Because his company spearheaded new operational techniques and processes, Dan saw firsthand the effects of different leadership styles as CEOs and senior managers tried to adjust to new competitive realities and new technologies. Because the pace of improvement often accelerated during the transition from one leader to a new one, Dan commissioned research on first-term political leaders, particularly US Presidents, and military leaders during times of intense change. This interest in the leader’s role in directing change and shaping a new organizational culture has informed Dan’s career, including his own 12 years as a CEO. He became Chairman & CEO of Rath & Strong in the mid-1980s. In 1994, he hired his successor and in 1996 turned the firm over to him.
He has been a guest lecturer at Harvard’s Graduate School of Business & Kennedy School of Government, Duke’s Sanford Institute of Public Policy, Vanderbilt’s Owen Graduate Business School, Boston College, & Boston University.
Upon leaving his company, Dan joined four not-for-profit boards (including National Public Radio and a National Cancer Institute research center) and two corporate boards (an industrial manufacturer and a reinsurance company). In the summer of 2001, he became special adviser to the Office of the Secretary of the United States Treasury. Since mid-2002, he has been an adviser to new or in-place chairmen & CEOs leading their organizations through periods of fundamental change and to boards of directors managing CEO successions.
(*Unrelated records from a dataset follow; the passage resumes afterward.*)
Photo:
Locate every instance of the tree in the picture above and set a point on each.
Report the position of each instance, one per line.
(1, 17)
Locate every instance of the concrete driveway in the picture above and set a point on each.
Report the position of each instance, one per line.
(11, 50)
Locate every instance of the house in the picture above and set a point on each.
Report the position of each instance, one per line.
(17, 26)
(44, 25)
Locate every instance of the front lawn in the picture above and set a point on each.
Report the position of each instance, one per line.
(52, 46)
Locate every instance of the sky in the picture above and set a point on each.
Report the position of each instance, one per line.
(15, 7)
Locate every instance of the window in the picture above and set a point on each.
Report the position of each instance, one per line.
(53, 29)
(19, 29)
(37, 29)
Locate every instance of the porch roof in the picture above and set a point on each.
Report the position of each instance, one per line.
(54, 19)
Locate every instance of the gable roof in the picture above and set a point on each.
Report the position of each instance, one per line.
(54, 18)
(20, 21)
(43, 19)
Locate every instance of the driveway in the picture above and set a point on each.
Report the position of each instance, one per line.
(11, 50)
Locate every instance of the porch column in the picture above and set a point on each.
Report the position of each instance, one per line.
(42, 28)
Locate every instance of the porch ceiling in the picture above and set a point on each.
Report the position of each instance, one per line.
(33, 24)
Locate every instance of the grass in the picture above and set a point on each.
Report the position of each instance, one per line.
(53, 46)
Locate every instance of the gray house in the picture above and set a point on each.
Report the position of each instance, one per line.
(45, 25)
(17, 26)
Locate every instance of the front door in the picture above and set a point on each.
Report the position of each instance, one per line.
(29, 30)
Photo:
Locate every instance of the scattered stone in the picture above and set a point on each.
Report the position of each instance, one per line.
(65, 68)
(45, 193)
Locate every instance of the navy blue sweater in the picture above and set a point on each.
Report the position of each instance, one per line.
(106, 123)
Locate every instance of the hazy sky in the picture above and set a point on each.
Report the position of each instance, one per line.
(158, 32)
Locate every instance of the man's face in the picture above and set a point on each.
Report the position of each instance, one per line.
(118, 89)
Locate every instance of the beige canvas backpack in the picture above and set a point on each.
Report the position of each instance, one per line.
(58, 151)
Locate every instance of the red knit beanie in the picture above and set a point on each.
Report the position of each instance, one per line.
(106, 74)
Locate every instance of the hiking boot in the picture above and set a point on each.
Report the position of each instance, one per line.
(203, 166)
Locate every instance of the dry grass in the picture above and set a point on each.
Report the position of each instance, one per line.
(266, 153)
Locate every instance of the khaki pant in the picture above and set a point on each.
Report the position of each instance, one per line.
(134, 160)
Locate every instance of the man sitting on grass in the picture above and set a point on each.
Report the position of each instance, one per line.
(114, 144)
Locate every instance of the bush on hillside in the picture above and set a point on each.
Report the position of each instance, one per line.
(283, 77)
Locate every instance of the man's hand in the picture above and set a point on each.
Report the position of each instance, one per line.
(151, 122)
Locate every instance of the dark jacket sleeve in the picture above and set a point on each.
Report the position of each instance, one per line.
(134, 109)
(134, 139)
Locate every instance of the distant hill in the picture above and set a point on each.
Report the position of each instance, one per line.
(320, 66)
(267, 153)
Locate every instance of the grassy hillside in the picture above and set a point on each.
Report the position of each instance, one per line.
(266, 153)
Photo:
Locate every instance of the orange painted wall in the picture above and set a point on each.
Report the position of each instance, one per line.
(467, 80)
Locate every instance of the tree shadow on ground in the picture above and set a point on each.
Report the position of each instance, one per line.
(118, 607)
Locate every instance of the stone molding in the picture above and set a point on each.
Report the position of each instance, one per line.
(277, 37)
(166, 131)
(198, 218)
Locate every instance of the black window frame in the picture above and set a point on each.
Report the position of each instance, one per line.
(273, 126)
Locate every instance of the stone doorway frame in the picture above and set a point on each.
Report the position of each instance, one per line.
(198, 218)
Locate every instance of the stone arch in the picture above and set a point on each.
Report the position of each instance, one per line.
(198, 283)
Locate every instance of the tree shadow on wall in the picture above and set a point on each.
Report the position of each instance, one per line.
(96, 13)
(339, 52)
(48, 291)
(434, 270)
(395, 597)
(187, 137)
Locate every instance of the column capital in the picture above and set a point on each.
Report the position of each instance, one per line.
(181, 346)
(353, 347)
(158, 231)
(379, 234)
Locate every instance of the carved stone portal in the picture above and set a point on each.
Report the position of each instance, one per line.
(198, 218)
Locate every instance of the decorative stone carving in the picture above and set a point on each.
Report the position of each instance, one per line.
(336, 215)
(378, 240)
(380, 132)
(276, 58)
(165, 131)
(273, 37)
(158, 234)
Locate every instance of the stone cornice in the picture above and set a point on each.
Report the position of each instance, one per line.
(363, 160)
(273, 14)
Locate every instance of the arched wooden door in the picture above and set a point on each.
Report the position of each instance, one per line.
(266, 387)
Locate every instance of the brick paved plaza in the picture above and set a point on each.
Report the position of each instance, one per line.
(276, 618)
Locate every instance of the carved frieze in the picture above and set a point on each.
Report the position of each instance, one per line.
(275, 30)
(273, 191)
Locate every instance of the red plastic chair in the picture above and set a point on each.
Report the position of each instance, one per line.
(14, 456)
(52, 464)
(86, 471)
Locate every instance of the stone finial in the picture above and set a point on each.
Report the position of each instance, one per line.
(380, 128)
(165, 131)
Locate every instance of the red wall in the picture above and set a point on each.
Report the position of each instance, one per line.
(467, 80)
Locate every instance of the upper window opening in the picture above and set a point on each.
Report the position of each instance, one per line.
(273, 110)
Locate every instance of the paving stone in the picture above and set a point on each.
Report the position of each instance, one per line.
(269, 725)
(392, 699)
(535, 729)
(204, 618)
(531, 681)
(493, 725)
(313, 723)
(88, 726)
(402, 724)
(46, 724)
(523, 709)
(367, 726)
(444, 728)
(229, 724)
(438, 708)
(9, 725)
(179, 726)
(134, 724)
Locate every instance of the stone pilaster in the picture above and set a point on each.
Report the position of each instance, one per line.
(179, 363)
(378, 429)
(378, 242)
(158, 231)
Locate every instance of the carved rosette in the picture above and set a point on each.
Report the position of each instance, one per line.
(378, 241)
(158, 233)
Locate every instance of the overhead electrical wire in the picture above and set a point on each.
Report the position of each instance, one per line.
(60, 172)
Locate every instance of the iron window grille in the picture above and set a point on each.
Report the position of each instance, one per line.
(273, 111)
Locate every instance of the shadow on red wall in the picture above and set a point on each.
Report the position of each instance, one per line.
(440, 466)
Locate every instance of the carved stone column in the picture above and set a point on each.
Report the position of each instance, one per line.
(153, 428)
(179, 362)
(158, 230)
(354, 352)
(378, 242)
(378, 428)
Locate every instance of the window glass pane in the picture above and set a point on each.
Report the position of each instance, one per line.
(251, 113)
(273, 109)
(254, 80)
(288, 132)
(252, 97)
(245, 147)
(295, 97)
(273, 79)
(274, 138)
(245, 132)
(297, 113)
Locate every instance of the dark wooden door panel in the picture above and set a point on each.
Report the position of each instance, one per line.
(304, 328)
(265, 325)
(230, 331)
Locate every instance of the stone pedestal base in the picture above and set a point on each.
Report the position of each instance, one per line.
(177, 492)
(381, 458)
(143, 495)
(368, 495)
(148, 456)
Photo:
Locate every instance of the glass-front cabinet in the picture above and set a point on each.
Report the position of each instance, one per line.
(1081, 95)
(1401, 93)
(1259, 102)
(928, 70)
Dan’s experience in shaping and implementing operations improvements combined with his expertise in organization culture and leadership during times of change give him a unique perspective on the demands facing leaders challenged with improving or sustaining performance. He has firsthand experience with the effects of various leadership styles on the cultures necessary for financial success and has himself gone through the changes he helps others navigate.
Through the years, his wise counsel and practical strategies have helped people in top spots become more effective leaders and to use new technology & operational techniques to improve both the cultures and the performance of their organizations.